Bruce started to yip a question, but another disaster was building in his gut. He was back on his feet, and he danced around, crashing into the stick construction again. The pieces went everywhere as he accidentally destroyed whatever the structure had been, and the bell-like cheers got even louder.
He would have stopped to wonder, but he didn’t have time. Tail-up time.
He released another long, loud fart of magical gas, and this time Laddin made a sound—a snort mixed with a chuckle that quickly turned to laughter that blended in with the high-pitched cheering from the fairies.
Hell. Bruce was never, ever going to eat cheese again.
Chapter 9
PROMISES, PROMISES
OF ALL the memorable sights in Laddin’s life, nothing topped the sight of Bruce shooting fairy cheeses out of his lupine ass. And even funnier? The pixies seemed to love it. After tumbling, rolling, and flailing through the air from the explosive release, they gathered together and dashed back at Bruce’s mouth, obviously hoping he’d eat them again.
He didn’t.
He growled and backed up. And though he looked like he was going to explode—again—he didn’t chomp down on a single fairy. What he did do was glower in frustration at Laddin, who couldn’t stop his hysterical laughter—“hysterical” being the key word, because he was losing it big-time.

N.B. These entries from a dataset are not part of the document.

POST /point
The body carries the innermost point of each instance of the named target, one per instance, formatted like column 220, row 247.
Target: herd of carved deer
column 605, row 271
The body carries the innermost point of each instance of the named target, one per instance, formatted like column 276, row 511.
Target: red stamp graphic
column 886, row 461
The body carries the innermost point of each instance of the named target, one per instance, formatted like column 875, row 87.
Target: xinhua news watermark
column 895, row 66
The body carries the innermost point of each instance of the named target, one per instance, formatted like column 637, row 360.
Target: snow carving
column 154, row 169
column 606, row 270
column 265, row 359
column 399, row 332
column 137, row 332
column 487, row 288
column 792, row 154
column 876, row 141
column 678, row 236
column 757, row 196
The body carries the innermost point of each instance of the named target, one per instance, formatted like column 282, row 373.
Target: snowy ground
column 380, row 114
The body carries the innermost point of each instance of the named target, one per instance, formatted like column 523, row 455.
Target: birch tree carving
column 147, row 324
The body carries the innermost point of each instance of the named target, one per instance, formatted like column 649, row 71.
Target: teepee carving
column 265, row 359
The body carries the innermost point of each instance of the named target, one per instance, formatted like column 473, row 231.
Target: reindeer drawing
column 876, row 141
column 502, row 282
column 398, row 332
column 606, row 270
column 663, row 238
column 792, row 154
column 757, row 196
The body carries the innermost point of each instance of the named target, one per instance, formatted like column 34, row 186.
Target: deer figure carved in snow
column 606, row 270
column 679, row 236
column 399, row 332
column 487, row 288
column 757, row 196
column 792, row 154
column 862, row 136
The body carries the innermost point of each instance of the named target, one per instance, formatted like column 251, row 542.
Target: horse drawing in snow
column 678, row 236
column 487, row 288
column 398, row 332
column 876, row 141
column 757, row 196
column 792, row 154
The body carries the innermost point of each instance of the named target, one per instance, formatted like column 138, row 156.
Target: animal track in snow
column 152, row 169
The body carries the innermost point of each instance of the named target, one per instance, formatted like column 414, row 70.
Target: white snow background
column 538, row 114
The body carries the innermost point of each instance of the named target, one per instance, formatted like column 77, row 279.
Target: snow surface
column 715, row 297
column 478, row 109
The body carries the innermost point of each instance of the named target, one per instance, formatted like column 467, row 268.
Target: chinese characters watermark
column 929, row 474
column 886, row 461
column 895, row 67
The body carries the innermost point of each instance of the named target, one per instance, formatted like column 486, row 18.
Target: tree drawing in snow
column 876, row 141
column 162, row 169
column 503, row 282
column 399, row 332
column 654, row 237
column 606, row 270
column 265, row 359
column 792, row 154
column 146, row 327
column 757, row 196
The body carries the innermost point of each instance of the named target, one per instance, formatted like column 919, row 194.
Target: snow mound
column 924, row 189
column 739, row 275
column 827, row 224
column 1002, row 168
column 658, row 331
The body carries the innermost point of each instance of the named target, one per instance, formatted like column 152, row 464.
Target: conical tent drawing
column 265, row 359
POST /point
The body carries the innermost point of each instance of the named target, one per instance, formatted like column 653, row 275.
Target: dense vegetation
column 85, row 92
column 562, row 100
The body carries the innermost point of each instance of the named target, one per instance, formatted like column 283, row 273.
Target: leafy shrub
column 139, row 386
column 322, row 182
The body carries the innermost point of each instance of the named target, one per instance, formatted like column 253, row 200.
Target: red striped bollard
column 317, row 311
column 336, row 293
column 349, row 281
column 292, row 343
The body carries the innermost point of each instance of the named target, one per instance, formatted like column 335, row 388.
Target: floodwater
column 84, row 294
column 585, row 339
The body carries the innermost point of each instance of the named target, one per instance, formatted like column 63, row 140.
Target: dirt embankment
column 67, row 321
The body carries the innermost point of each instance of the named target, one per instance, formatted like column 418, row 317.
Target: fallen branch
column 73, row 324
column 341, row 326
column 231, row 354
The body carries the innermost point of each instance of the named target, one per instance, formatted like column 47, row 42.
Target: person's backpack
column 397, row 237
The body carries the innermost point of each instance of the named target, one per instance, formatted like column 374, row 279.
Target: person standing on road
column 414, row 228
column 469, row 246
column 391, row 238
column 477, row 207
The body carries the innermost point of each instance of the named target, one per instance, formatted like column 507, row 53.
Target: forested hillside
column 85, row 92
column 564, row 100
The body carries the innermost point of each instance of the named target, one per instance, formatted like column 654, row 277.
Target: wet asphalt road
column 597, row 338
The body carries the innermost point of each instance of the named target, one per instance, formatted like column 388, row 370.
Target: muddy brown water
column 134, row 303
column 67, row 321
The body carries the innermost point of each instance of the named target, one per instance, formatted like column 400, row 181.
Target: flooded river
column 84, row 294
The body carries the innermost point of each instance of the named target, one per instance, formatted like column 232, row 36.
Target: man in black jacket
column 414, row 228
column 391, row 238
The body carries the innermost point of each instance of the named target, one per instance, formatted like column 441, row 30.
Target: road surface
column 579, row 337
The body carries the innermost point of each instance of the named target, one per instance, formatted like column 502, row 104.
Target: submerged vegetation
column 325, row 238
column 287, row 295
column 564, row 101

The past two minutes had been the most terrifying experience of his life. He’d been slowly encased in cheese that hardened into something like concrete. First a knee, then his chest. Next his hands had become boulders of rock. As soon as he understood what was happening, he realized he had to duck down to protect his nose and mouth. He needed to breathe, but that didn’t stop him from feeling like he was being encased in stone.
He’d kicked, he’d rolled, and he’d hyperventilated with horror, but nothing stopped the steady assault of the cheese. He was going to die, and nothing could stop that.
Until it did all stop. Suddenly he could move again. His lungs dragged in air, his hands opened, and his ankles released. He didn’t know why, and he didn’t care.